Durant les travaux sous la supervision des chefs de 1er de 2è degré, les participants ont été outillés sur les principes juridiques qui encadrent l’accès des femmes à la terre, ainsi que sur les bonnes pratiques susceptibles de garantir un traitement équitable dans l’attribution, la sécurisation et la gestion des terres. Les échanges ont également mis en lumière le rôle central des autorités traditionnelles dans la consolidation des droits fonciers, leur influence sur les pratiques locales et leur capacité à impulser des transformations durables.

Pour les chefs présents, cette formation représente bien plus qu’un simple atelier, elle constitue un engagement concret envers la modernisation de la gouvernance traditionnelle, l’intégration des normes juridiques contemporaines et la promotion d’un environnement où chaque membre de la communauté, homme comme femme, bénéficie d’un accès juste aux ressources foncières.

En participant activement à ce forum, les autorités coutumières démontrent qu’une gouvernance responsable repose sur l’écoute, la formation et l’ouverture.
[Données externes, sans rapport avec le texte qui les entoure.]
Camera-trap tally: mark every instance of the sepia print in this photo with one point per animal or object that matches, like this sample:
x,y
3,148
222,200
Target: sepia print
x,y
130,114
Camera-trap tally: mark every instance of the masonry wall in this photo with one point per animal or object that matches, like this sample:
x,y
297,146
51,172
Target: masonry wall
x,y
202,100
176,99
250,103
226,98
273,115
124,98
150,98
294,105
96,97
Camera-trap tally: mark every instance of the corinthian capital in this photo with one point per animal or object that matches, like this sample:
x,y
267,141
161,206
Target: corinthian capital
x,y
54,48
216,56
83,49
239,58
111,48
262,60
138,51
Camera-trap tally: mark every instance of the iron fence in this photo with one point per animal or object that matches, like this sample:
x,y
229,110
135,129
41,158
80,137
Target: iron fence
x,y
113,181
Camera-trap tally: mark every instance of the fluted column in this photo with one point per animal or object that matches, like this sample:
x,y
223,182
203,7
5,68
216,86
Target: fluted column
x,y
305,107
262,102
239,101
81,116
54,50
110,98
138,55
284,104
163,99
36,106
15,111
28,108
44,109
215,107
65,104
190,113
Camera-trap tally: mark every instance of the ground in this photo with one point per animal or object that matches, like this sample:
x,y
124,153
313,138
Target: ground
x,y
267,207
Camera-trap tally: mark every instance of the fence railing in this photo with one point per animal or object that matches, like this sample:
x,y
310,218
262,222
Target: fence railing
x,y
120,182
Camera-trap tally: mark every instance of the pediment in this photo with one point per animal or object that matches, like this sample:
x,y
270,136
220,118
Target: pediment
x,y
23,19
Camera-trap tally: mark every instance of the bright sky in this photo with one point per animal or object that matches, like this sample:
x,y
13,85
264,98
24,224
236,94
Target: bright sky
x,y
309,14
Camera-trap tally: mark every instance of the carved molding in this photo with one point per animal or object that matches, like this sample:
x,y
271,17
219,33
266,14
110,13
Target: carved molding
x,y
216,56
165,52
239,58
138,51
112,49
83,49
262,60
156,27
Leur démarche incarne une vision résolument tournée vers l’avenir, où tradition et progrès travaillent de concert afin de renforcer la cohésion sociale et de favoriser le développement local.

A travers cet élan, c’est toute une dynamique communautaire qui s’enclenche, celle d’un leadership éclairé, conscient que la sécurité foncière des femmes n’est pas seulement une exigence juridique, mais un pilier du développement durable.

Ce qu’il faut retenir prioritairement est que la Loi camerounaise ne prévoit aucune discrimination fondée sur le genre en matière d’accès à la terre. Toutefois, dans la pratique, de nombreuses femmes, particulièrement les veuves, continuent de faire face à des obstacles et à des pratiques discriminatoires qui limitent considérablement leurs droits.